Kaspersky Internet Security Center

The Rootkit Virus: What It Is, What It Does, and How to Avoid It

Rootkit Image

Malware has evolved far beyond old-school computer viruses and worms. Malicious software these days is more diverse, complex and destructive than ever. The rootkit virus is a key example: A bundle of individual programs, this deceptive threat may hide in the registry, BIOS, or somewhere else deep within your system. The longer it goes undetected, the harder it is to undo its damage.

How a Rootkit Works

As its name implies, a "rootkit" is installed at the root level of the operating system, which ultimately enables it to operate in stealth mode. Because antivirus software runs at the application level, these tools are incredibly difficult to detect. Being installed at the core of the system enables this type of malware to cause direct harm to the target machine. For example, it may steal data or gain complete control of the system, all without the user or even administrators noticing a thing.

A skilled programmer gone rogue can design a rootkit virus to change how an operating system handles applications and processes, essentially rendering it blind to the infection. It typically begins by changing critical system components such as configuration files, daemons and drivers, which is done to mask it from antivirus scanners. A rootkit can inflict some of its most severe damage by altering the system to accept the attacker's login information even when it has been changed by an administrator. At this point, the attacker has command of the system from virtually anywhere.

Rootkit Virus Prevention

As with malware in general, the best protection against a rootkit is prevention. This malicious program is often born from a payload executed by a virus or Trojan, so users are advised to be extra cautious when downloading email, software or other content from the Internet. Although a rootkit must be triggered by an administrator, all it takes is the execution of a single driver, script or program from an untrusted source to wreak utter havoc on your system.

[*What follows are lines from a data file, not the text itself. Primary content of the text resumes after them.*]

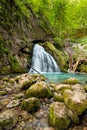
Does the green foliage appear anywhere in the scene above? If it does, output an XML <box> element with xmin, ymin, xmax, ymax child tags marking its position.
<box><xmin>78</xmin><ymin>36</ymin><xmax>87</xmax><ymax>45</ymax></box>
<box><xmin>0</xmin><ymin>35</ymin><xmax>8</xmax><ymax>56</ymax></box>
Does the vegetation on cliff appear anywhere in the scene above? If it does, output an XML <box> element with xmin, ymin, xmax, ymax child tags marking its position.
<box><xmin>0</xmin><ymin>0</ymin><xmax>87</xmax><ymax>74</ymax></box>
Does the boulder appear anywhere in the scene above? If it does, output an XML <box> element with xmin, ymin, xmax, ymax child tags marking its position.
<box><xmin>0</xmin><ymin>109</ymin><xmax>18</xmax><ymax>130</ymax></box>
<box><xmin>48</xmin><ymin>102</ymin><xmax>71</xmax><ymax>130</ymax></box>
<box><xmin>21</xmin><ymin>97</ymin><xmax>40</xmax><ymax>112</ymax></box>
<box><xmin>53</xmin><ymin>84</ymin><xmax>72</xmax><ymax>94</ymax></box>
<box><xmin>63</xmin><ymin>90</ymin><xmax>87</xmax><ymax>115</ymax></box>
<box><xmin>15</xmin><ymin>74</ymin><xmax>46</xmax><ymax>89</ymax></box>
<box><xmin>54</xmin><ymin>92</ymin><xmax>64</xmax><ymax>102</ymax></box>
<box><xmin>26</xmin><ymin>81</ymin><xmax>52</xmax><ymax>98</ymax></box>
<box><xmin>62</xmin><ymin>78</ymin><xmax>79</xmax><ymax>85</ymax></box>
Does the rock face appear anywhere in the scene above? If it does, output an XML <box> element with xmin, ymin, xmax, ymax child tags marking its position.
<box><xmin>49</xmin><ymin>102</ymin><xmax>71</xmax><ymax>130</ymax></box>
<box><xmin>0</xmin><ymin>0</ymin><xmax>51</xmax><ymax>74</ymax></box>
<box><xmin>63</xmin><ymin>85</ymin><xmax>87</xmax><ymax>115</ymax></box>
<box><xmin>21</xmin><ymin>97</ymin><xmax>40</xmax><ymax>113</ymax></box>
<box><xmin>0</xmin><ymin>74</ymin><xmax>87</xmax><ymax>130</ymax></box>
<box><xmin>0</xmin><ymin>110</ymin><xmax>18</xmax><ymax>130</ymax></box>
<box><xmin>26</xmin><ymin>81</ymin><xmax>52</xmax><ymax>98</ymax></box>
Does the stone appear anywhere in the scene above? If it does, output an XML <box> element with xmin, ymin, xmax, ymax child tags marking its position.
<box><xmin>62</xmin><ymin>78</ymin><xmax>80</xmax><ymax>85</ymax></box>
<box><xmin>63</xmin><ymin>90</ymin><xmax>87</xmax><ymax>115</ymax></box>
<box><xmin>18</xmin><ymin>74</ymin><xmax>45</xmax><ymax>90</ymax></box>
<box><xmin>48</xmin><ymin>102</ymin><xmax>71</xmax><ymax>130</ymax></box>
<box><xmin>7</xmin><ymin>99</ymin><xmax>20</xmax><ymax>108</ymax></box>
<box><xmin>54</xmin><ymin>92</ymin><xmax>64</xmax><ymax>102</ymax></box>
<box><xmin>0</xmin><ymin>109</ymin><xmax>18</xmax><ymax>130</ymax></box>
<box><xmin>0</xmin><ymin>91</ymin><xmax>7</xmax><ymax>96</ymax></box>
<box><xmin>84</xmin><ymin>85</ymin><xmax>87</xmax><ymax>92</ymax></box>
<box><xmin>26</xmin><ymin>81</ymin><xmax>52</xmax><ymax>98</ymax></box>
<box><xmin>21</xmin><ymin>97</ymin><xmax>40</xmax><ymax>113</ymax></box>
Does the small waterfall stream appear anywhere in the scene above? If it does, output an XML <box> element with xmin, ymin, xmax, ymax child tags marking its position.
<box><xmin>29</xmin><ymin>44</ymin><xmax>60</xmax><ymax>73</ymax></box>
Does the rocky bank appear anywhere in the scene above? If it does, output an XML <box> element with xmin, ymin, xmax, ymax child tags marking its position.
<box><xmin>0</xmin><ymin>74</ymin><xmax>87</xmax><ymax>130</ymax></box>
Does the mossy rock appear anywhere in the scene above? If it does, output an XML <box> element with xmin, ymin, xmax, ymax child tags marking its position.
<box><xmin>54</xmin><ymin>84</ymin><xmax>72</xmax><ymax>94</ymax></box>
<box><xmin>2</xmin><ymin>77</ymin><xmax>9</xmax><ymax>81</ymax></box>
<box><xmin>0</xmin><ymin>109</ymin><xmax>18</xmax><ymax>130</ymax></box>
<box><xmin>0</xmin><ymin>66</ymin><xmax>11</xmax><ymax>74</ymax></box>
<box><xmin>21</xmin><ymin>81</ymin><xmax>33</xmax><ymax>90</ymax></box>
<box><xmin>26</xmin><ymin>81</ymin><xmax>52</xmax><ymax>98</ymax></box>
<box><xmin>54</xmin><ymin>93</ymin><xmax>64</xmax><ymax>102</ymax></box>
<box><xmin>48</xmin><ymin>102</ymin><xmax>71</xmax><ymax>130</ymax></box>
<box><xmin>62</xmin><ymin>78</ymin><xmax>80</xmax><ymax>85</ymax></box>
<box><xmin>84</xmin><ymin>85</ymin><xmax>87</xmax><ymax>92</ymax></box>
<box><xmin>78</xmin><ymin>63</ymin><xmax>87</xmax><ymax>73</ymax></box>
<box><xmin>15</xmin><ymin>73</ymin><xmax>46</xmax><ymax>90</ymax></box>
<box><xmin>9</xmin><ymin>79</ymin><xmax>15</xmax><ymax>84</ymax></box>
<box><xmin>43</xmin><ymin>42</ymin><xmax>68</xmax><ymax>72</ymax></box>
<box><xmin>63</xmin><ymin>90</ymin><xmax>87</xmax><ymax>115</ymax></box>
<box><xmin>21</xmin><ymin>97</ymin><xmax>40</xmax><ymax>113</ymax></box>
<box><xmin>0</xmin><ymin>91</ymin><xmax>7</xmax><ymax>96</ymax></box>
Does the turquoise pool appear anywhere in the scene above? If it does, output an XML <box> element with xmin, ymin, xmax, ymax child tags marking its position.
<box><xmin>42</xmin><ymin>72</ymin><xmax>87</xmax><ymax>84</ymax></box>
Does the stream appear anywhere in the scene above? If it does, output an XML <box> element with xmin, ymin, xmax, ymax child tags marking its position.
<box><xmin>42</xmin><ymin>72</ymin><xmax>87</xmax><ymax>84</ymax></box>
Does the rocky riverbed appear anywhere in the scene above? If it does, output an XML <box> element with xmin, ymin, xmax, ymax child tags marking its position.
<box><xmin>0</xmin><ymin>74</ymin><xmax>87</xmax><ymax>130</ymax></box>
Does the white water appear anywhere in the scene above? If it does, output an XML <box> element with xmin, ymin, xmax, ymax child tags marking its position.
<box><xmin>29</xmin><ymin>44</ymin><xmax>60</xmax><ymax>73</ymax></box>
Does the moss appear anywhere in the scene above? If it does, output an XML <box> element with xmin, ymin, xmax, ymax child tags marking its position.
<box><xmin>0</xmin><ymin>34</ymin><xmax>9</xmax><ymax>56</ymax></box>
<box><xmin>26</xmin><ymin>81</ymin><xmax>52</xmax><ymax>98</ymax></box>
<box><xmin>63</xmin><ymin>90</ymin><xmax>87</xmax><ymax>115</ymax></box>
<box><xmin>84</xmin><ymin>85</ymin><xmax>87</xmax><ymax>92</ymax></box>
<box><xmin>21</xmin><ymin>81</ymin><xmax>33</xmax><ymax>90</ymax></box>
<box><xmin>0</xmin><ymin>118</ymin><xmax>13</xmax><ymax>130</ymax></box>
<box><xmin>54</xmin><ymin>93</ymin><xmax>64</xmax><ymax>102</ymax></box>
<box><xmin>78</xmin><ymin>63</ymin><xmax>87</xmax><ymax>73</ymax></box>
<box><xmin>0</xmin><ymin>66</ymin><xmax>10</xmax><ymax>74</ymax></box>
<box><xmin>21</xmin><ymin>97</ymin><xmax>40</xmax><ymax>113</ymax></box>
<box><xmin>0</xmin><ymin>91</ymin><xmax>7</xmax><ymax>96</ymax></box>
<box><xmin>44</xmin><ymin>42</ymin><xmax>67</xmax><ymax>72</ymax></box>
<box><xmin>3</xmin><ymin>77</ymin><xmax>9</xmax><ymax>81</ymax></box>
<box><xmin>62</xmin><ymin>78</ymin><xmax>79</xmax><ymax>85</ymax></box>
<box><xmin>48</xmin><ymin>102</ymin><xmax>71</xmax><ymax>130</ymax></box>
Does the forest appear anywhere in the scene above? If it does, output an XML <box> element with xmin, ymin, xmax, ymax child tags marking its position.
<box><xmin>0</xmin><ymin>0</ymin><xmax>87</xmax><ymax>73</ymax></box>
<box><xmin>0</xmin><ymin>0</ymin><xmax>87</xmax><ymax>130</ymax></box>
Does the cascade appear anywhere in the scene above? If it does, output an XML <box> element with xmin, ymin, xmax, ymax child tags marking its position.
<box><xmin>29</xmin><ymin>44</ymin><xmax>60</xmax><ymax>73</ymax></box>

These infections can be difficult to remove, so prevention is always the best method of defense. It is not uncommon for rootkits to rewire settings to the point where even the best antivirus software is ineffective at removing them. Luckily, a new breed of anti-malware software is emerging, solutions that are specifically designed to combat the ever-evolving array of complex threats. The ideal rootkit remover will scan the depths of your computer to detect and completely remove the most persistent of troublemakers from the system.

Not all rootkits are created evil. In fact, some companies use them for the purposes of remote monitoring and system management. However, they have been followed by controversy even when used in ethical fashion, with Sony's usage being one of the best-known examples. Ethical arguments aside, this is one malicious critter that home and business users want to avoid at all costs.